Results of this research indicated that there was no or only a slight decrease in cell densities of free-living and immobilized Shewanella sp. IRI-160 at 4° C. (FIG. 1), consistent with previous studies demonstrating that growth at low temperatures (˜4° C.) is a hallmark of the Shewanella genus. Its survival at low temperatures may be related to changes in morphology as well as the production of alternative proteins and lipids. Additionally, there was a dramatic and significant decrease in cell densities of free-living Shewanella sp. IRI-160 at 25° C. (FIG. 1E), while the density of immobilized bacteria did not decrease significantly at the same temperature in any matrices tested (FIG. 1A-D), suggesting immobilization to matrices may provide advantages to these bacteria and protect them from environmental conditions where their free-living counterparts may not survive. Warmer temperatures are favorable for dinoflagellate blooms; and have been associated with their higher annual growth rate and longer duration of bloom seasons. The decrease of cell densities of free-living Shewanella sp. IRI-160 at 25° C. may limit its ability to control the growth of dinoflagellates in the environment, while immobilization to matrices may contribute to its long-lasting performance in the field.

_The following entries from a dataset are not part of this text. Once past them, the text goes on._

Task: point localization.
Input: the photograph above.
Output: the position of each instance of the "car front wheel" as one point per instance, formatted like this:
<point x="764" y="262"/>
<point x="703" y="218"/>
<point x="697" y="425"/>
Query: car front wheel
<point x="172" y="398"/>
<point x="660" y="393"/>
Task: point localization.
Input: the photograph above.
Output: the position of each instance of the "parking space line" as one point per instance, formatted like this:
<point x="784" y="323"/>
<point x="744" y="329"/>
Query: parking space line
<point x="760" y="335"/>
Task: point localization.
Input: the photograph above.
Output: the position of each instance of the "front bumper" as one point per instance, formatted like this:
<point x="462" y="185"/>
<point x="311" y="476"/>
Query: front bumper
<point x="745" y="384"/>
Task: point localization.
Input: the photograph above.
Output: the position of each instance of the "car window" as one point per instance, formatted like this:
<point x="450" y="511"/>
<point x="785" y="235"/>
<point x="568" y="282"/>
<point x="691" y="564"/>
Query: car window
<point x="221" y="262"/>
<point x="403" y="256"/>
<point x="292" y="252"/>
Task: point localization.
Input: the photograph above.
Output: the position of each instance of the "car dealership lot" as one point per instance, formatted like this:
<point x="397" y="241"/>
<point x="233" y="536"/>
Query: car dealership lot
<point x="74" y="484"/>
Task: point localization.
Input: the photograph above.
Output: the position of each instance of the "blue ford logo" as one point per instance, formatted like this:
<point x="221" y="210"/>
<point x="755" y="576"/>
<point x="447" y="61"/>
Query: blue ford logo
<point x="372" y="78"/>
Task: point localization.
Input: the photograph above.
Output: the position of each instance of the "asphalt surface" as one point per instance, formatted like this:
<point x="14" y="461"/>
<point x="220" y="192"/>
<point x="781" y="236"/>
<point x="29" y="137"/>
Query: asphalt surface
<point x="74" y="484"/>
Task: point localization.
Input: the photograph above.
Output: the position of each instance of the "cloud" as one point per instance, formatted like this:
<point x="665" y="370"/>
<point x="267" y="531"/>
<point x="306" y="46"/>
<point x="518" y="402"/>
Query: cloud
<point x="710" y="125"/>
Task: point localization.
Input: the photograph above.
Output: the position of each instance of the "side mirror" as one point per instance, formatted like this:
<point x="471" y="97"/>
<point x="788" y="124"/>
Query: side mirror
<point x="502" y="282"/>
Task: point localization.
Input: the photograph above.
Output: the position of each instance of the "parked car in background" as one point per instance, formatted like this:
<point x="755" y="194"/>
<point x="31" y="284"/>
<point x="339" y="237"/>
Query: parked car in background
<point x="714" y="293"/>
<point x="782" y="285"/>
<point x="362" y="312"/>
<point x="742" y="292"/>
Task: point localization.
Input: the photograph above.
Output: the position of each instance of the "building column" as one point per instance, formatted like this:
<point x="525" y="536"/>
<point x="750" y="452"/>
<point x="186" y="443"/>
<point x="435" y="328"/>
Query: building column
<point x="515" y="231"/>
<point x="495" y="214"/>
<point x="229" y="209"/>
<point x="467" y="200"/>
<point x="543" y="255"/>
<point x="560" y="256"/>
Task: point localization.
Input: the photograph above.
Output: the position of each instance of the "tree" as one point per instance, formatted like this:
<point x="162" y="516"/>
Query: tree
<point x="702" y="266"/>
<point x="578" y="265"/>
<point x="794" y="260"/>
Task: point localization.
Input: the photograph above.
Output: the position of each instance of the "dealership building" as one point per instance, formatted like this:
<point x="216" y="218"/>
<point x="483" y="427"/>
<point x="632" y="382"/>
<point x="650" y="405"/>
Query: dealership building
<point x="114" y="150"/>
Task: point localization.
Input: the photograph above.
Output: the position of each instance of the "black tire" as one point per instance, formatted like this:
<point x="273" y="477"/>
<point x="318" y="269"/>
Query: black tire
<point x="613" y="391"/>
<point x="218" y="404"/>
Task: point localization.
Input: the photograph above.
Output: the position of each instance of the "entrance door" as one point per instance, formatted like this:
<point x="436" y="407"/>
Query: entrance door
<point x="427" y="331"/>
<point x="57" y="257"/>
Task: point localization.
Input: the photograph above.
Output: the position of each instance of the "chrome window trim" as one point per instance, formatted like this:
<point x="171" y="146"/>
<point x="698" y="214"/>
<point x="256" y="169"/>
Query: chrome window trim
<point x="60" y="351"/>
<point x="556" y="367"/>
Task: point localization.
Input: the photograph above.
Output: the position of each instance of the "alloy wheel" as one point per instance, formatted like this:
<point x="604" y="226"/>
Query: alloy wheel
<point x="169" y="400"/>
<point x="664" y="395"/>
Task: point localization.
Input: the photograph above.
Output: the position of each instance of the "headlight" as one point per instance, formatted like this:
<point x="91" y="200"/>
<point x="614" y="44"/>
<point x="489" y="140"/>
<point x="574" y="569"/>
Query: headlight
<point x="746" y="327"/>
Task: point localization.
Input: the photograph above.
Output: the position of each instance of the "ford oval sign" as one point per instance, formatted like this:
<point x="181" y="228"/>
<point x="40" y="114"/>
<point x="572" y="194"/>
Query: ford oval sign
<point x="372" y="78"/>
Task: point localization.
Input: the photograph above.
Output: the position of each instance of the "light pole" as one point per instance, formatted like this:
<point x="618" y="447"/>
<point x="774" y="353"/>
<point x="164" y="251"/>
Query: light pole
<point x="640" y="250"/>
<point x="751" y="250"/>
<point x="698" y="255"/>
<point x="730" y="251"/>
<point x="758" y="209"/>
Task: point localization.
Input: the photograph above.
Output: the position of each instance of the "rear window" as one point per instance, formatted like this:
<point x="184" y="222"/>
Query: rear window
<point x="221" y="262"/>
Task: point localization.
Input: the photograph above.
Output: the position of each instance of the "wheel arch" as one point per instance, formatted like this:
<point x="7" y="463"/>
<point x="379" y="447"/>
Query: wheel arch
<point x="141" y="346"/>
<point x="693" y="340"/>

Over the entire experiment period, the majority of Shewanella sp. IRI-160 cells were retained in each of the matrices rather than released into the surrounding medium (Table 1; FIG. 1). On the last day of the experiment, more than 80% of Shewanella sp. IRI-160 cells were embedded in each matrix, with the greatest retention (99.94%) in alginate beads. Microbes are mainly found to be associated with surfaces in nature. The attachment behaviors of bacteria may come with important benefits, including better accessibility to nutrients, as well as protection from predators and adverse environmental conditions. Studies have revealed a congregational behavior of bacteria within the genus Shewanella, that they attach to and accumulate cells surrounding insoluble iron and manganese oxides and reduce these solid-phase electron acceptors using specialized outer membrane proteins. To prepare immobilized bacteria in this study, Shewanella sp. IRI-160 was cultured in a nutrient-enriched medium and mixed with each matrix. This may have resulted in a slow release of nutrients and contributed to the matrix-bacteria association.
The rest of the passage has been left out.